日々の思索と妄想と魑魅魍魎。三木清の『人生論ノート』や小林秀雄の『考えるヒント』みたいな随想録や告白集を書くのが夢。嘗て高校教諭。現在はラップ研究している大学院生。Peace.

小学生が疲れている

 最近私は暇である。これでは巷の小学生の方がよっぽど忙しくしている。私の勤める塾では、主に小中学生が対象であるが、どの児童生徒もすこしお疲れの様子である。それもそのはず、彼ら彼女らにとって、夏休みとは全然休みでも何でもないからである。まず毎日朝早くから起きなければならない。というのも部活動や習い事や学校の補習があるからである。小学生のラジオ体操はいまだにやっているのかよく知らないが、もしもこのご時世になって朝の6時から元気に体操しましょうなんて、馬鹿の極みである。低血圧の子どもは朝が苦手である。だからこそ、夏休みの一ヶ月くらい休ませてあげればいいのにと思う。大体、朝の6時から元気なのはジジババばかりだ。あいつらがなぜ6時から元気なのかは明白で、4時ころから布団から起き出して、朝の支度なりなんなりを始めているからである。だから、私は、夏休みは宿題など一切出さず、毎日自分の好きなように生活させるのが一番子どもにとって教育的効果をもたらすと思う。

 教育的効果とは何か。それは主体的な発見と反省のことである。強いられた発見と反省に学びは無い。だから、夏休みの一ヶ月を自分の好きなようにデザインしてみて、9月からの授業にどれくらい影響があるのか、実際に実験してみればいいのにと思う。もちろん、失敗する子どももいるだろう。本当に何もせずに、昼過ぎまで寝て、夜遅くまで起きて、たまに外で遊んで、みたいなぐーたらな毎日を送る子供も居るだろう。(実際宿題なんて誰も真剣にやらない)だからこそ、学校側も、一切の学業的な結果責任は問いません、だから夏休み明けのテストもありません、と言い切ればいいのにと思う。第一、課題を出したからと言って、その課題をやるかやらないかはその子どもの心意気一つである。別に赤点を取っても全然平気な子どもにとっては、課題など全然やる気を出させる仕掛けになっていない。

 私が何となく思っている事、それは、老若男女皆さん疲れているということだ。若者、20代、30代も疲れている。40代、50代もヘトヘトである。60代、70代くらいになってもまだ働いているので、疲れている。80代、90代になると、もう体が動かず、さすがに寝ていることが多いが、それでもやはり女性なら家事、男性なら趣味などで体を使ってやはり疲れている。日本全国、疲れている。日本、お疲れ、と言ってあげたい。

 では疲れをとるにはどうすればいいのか。簡単で、よく食べてぐっすり寝ることである。もう午後9時を過ぎたら、何時寝ても良い。寝るときは、基本的に真っ暗にして、室内の気温や湿度や臭いなどを調整して、ストレスが掛からないような格好で寝ればそれでよい。ただ寝ることが、しかし、私にとっては難しい。不眠症なのだ。そういう時は、睡眠導入剤に頼ることになる。深酒よりは健康的だ。何れにせよ、寝ること。しっかり食べること。この二つだけでよい。

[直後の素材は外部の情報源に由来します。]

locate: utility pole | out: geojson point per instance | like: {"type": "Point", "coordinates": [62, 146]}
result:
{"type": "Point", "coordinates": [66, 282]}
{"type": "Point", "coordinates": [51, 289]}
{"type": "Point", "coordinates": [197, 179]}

 子どもはもっと寝かせるべきだ。夜8時に寝て、朝の7時くらいまで寝かせていい。大人も遅くても10時までに寝て、朝の6時くらいに起きればいい。深夜の1時に寝て朝の5時に起きるというのは、ほとんど人間の活動の限界である。一月も持たないだろうと思う。若い頃は無茶してもいい、なんて、知ったような口を利いてはいけない。誰だって、7時間から9時間は睡眠に時間を費やすべきだ。

 さらに言えば、8時間寝て、余った16時間の内、実際に仕事や学問に充てられるのは6時間くらいである。人間はそんなに集中できない。一つのタスク(課題)に取り組むにしても、前回の反省やウォーミング・アップから始めないといけない。実際、仕事とは確認作業であり、学問とは復習と記憶の定着であり、スポーツ競技とは柔軟体操と体作りである様に、実際にその日に学ぶべきことに辿り着くまで、エンジンを温めなければならない。温まったエンジンを動かして、どんどん作業を進めていっても、活動できる限界と言うのはその日の体調によってもかなり異なる。前日までの疲れや人間関係の悩みがあれば、体は思うように動いてくれない。定時が来てもまだ仕事が終わっていないのは、つまり時間管理がなっていないわけでも、自分のスキルが足りないからでもなく、単純に、管理者があまりにも非人間的であるから、ということが多いようである。つまり、実際に働いた経験が無いのか、それとも自分が出来すぎるから出来ない人間の気持ちが分からないのか、もしくは単純作業において、人間が機械より優れているとでも思って居るのか、実情は分からないけれども、人間は毎日毎日決まったことを続けられるほど頑丈に、タフに、無感動に生きられない生き物である。

 もっと僕は寝る時間を確保したいし、食べる時間を豊かにしたいし、衣装の色彩や肌触りや素材を大切にしたいし、住処を安楽にしたいし、そして、自分が住んでいる地域の内部に入り込みたいと思う。僕は異常だろうか。正常と異常の境界線は何処にあるのか。分からなくなってきたので、今日はココ迄。